Trial period valid despite failure to specify dismissal date - Employment Update - Week 1, August

The issue of giving notice under the trial period has always been a vexed one. Employers have often found themselves in the position of being unable to rely upon the trial period due to technicalities as to how the notice was given. However, in a recent Employment Relations Authority determination, despite some imperfection in the way notice was given, it was found sufficient to allow the employer to rely on the trial period.

A trial period was found to apply, despite the fact that the employer failed to notify the employee of the date on which his employment would end when orally advising the employee of his dismissal under the trial period. On 10 August, the employer advised the employee by telephone that his employment was terminated under the trial period clause in his employment agreement. The employer did not tell the employee that his last day of work would be 17 August. This was because the employer believed the termination date was clear as the trial period provision in the employment agreement specifically referred to one week’s notice of termination. The employer had indicated to the employee that the employer would be open to a discussion about further employment for the employee while he was looking for a new job. That suggestion was left with the employee to consider. However, in response to the employee subsequently challenging the validity of the dismissal, the employer emailed on 13 August confirming that the employee’s last day of employment would be 17 August. The employer confirmed that it would be relying on the notice of termination it had given to the employee by telephone on 10 August.

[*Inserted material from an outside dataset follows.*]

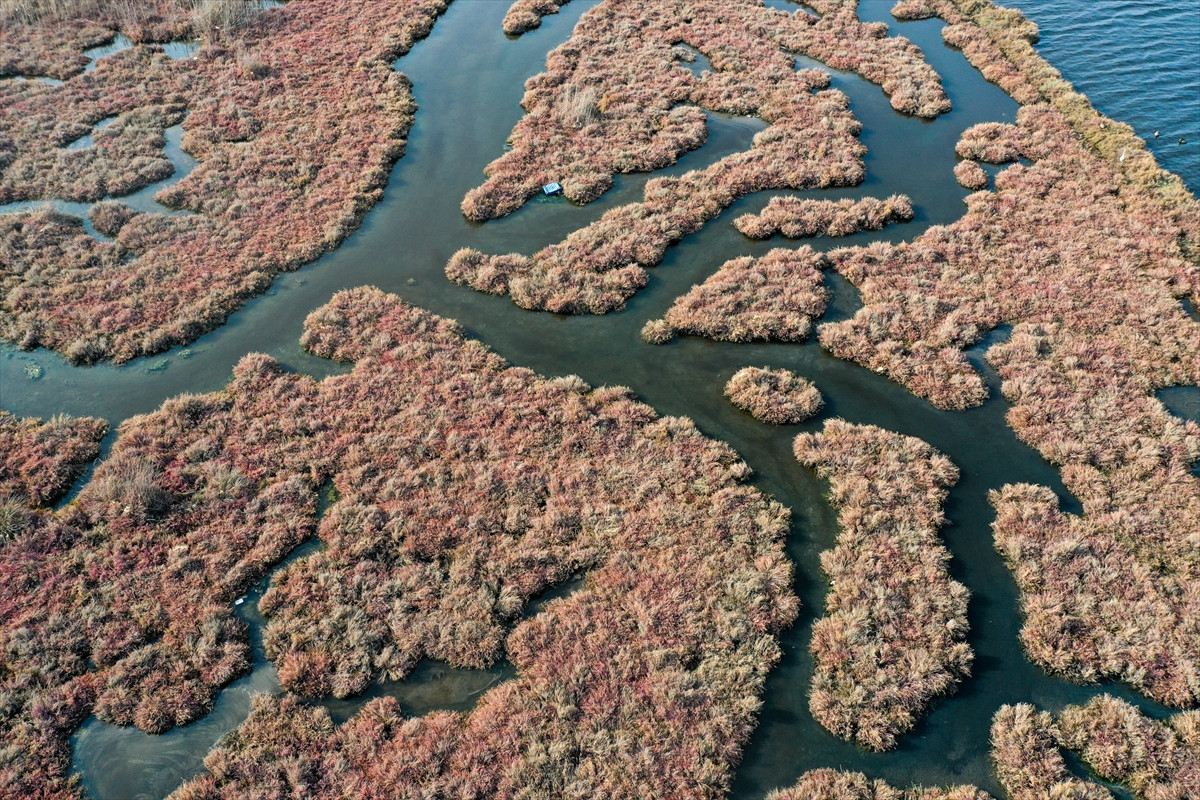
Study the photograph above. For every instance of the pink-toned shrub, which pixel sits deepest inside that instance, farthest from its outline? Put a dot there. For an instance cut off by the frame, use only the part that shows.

The Authority did not consider that the fact the parties were initially open to negotiating a different end date invalidated the notice of termination that had already been given. No variation to the end date ever occurred, although the Authority considered that it was open to the parties to have done so. The Authority considered that the employer put the employee on notice about how his employment was ending (under the trial period provision) and when it was ending (in one week). The Authority observed that neither ss 67A and 67B of the Employment Relations Act 2000 nor the employment agreement stated that notice of termination under the trial period must include (at the time notice is first given) the date on which the employment would end.

It is important to note that since 6 May 2019 only employers who employ 19 or less employees are entitled to enter into an employment agreement with an employee that contains a 90-day trial period.

See Jobbitt v 4 Seasons Indoor Outdoor Living (2014) Ltd [2019] NZERA 246.